Phi was performing and keeping up with Mixtral a fraction of the size and resource, Mixtral did not seem inherently better than Mistral and does not seem to be real-world better than GPT3.5 let alone cheaper than GPT3.5. And Dolphin? A new twist, a break from the mundane, but it's still tangled in Mistral's old issues.
I'd say in terms of entertainment Dolphin won this no contest. If I wanted some whacky creative writing, Dolphin > GPT3.5

Sidenote: I don’t believe Mixtral uses the “Sliding Window Attention” technique but I've got a bone to pick with this so-called 'innovation'. Frankly, I'm skeptical – it's like trying to read a book through a keyhole. Sure, you get snippets, but the big picture? Lost in translation.

I'm itching to mess around more with Mistral, see for myself where it shines and where it trips over its own feet. But let's be real – it's hallucinating problems are quite a blocker. Is it the 'Sliding window attention' not pulling its weight, or is Mistral just inherently bonkers? Jury's still out on that one. Also how much of Mixtral is made up of Mistral? Does it matter? Are they independent?

So, here's my take: 'Sliding window attention' isn't a step forward; it's more like a clumsy sidestep. But hey, I'm not one to jump to conclusions without rolling up my sleeves and digging in the dirt. I'll keep toying with it, but don't expect me to hold my breath.

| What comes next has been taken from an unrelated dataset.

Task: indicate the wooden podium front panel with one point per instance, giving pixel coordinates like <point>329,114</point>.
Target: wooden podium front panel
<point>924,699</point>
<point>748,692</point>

Well, there you have it – a whirlwind tour of these models and their mind-bending antics. Hopefully, these real-world-ish scenarios and use cases have given you a glimpse into the capabilities of these digital beasts. Maybe they've even confirmed some of your suspicions, or dare I say, helped you make a choice in this AI circus.

Whether you're here for the knowledge or just for the kicks, I hope this little escapade through the land of LLMs has been either enlightening or amusing. Or both. Remember, in the world of AI, expect the unexpected – and always keep a healthy dose of skepticism handy.